But I digress. Any of you who know me, know that I ALWAYS digress. I won't apologize because to do so would be disingenuous. You should only apologize for things that you are really sorry for, and if you are really sorry, you shouldn't keep doing them. As you can see, I digressed again, so clearly, I am not that sorry.
Also, those who know me will vouch for the aforementioned judgyness. I believe the tangents have enough intrinsic charm to offset the overbearing judgmental nature of whatever point I am making somewhere amongst the ramblings. I personally don't see myself as judgmental at all; I just have taste and the need to express that taste. Spew taste? Ooze taste? Better than oozing pus, but not as good as oozing sexuality.
Another thing about me, I HATE to read what I have written, so I just don't: First Draft = Final Product. If I don't catch an error right away, I will never see it. Not ever. Sometimes those close to me will insist on fixing things, and I let them because by then I have lost interest. The point is, don't expect me to ever read my own blog. Only a loser would read this tripe. (I love tripe, by the way, and miss the tripe soup at old Leshkos at 7th and A. You know, it was about $1.25 for a nice-sized cup.)
I also do know English grammar and the correct use of a comma (I do prefer to use serial commas), but I also enjoy taking liberties to season my prose.
Now that I have given you the basics, my gentle reader (I assume you are gentle. Perhaps you enjoy stepping on kittens. How the hell am I supposed to know that? Do I look like Kreskin?) I will give you a little background on my clothing philosophy.
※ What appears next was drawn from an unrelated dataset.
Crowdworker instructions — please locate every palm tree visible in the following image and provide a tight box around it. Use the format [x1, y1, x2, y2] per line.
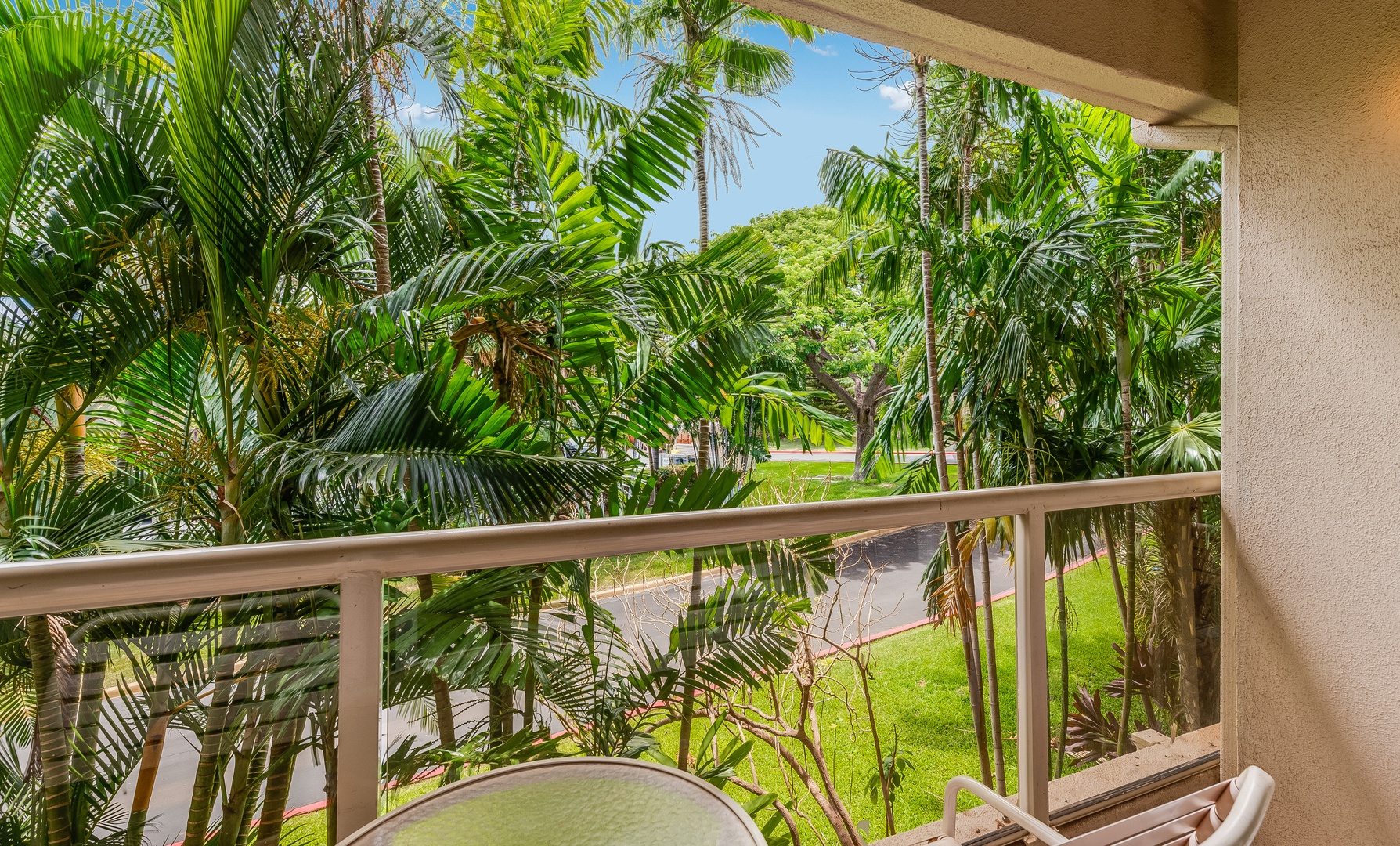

We live in a society where we are figuratively "up to our elbows" in other people. Here in New York the people are thick as flies, so they are everywhere you turn. You can't leave your home without seeing people, and, unless you are conveniently blind (I am not worried about offending the blind, since this is not a blog-on-tape. If you are reading this to a blind person as part of your community service, please skip over this whole part.) you have to look at them constantly. You can try looking down all the time, but then you are bound to start bumping into them and that is just plain rude. Wouldn't you prefer that all the people you have to see all day long were attractive? Nature provides a heap of variation when it comes to appearance, so not everyone can be pretty. We all know it's true, even though we know we shouldn't say it. You know your neighborhood sure has a lot of ugly people in it. The one thing people can do to counter any shortfall that their genetics may have dealt them is to make an effort to be well-groomed and well-dressed. We can't control our genes, and most of us can't afford surgery (and most plastic surgery gives you tranny-face, which is its own kind of unattractive. You know who you are and what you have opted to do to yourself. And you know damn well what tranny-face is, and that a: not all trannies have it, and b: plenty of real women get enough surgery to have it.) (Should I point out here that I also love parentheticals to excess, so you better stay sharp and focused when you are reading or you will be hopelessly left behind? You get that by now, right? Do you remember the sentence that is still going on? Perhaps you should look back now to refresh yourself.) but we can control how we dress and present ourselves to the rest of the world. I expect everyone to at least TRY so my day is just that much more pleasant. I therefore feel that I must do my best to make myself as aesthetically pleasing as possible to others. It's only fair. Wearing sweatpants and flip-flops says, "I've given up." If you have given up, the just own it and stay home.
|If you look like this, I don't want to know about it.|
Does that cover everything? Probably not, but I am getting bored writing, so you must be getting bored reading it.
On a final note: if you are having trouble following my convoluted style, I recommend using a highlighter on your monitor.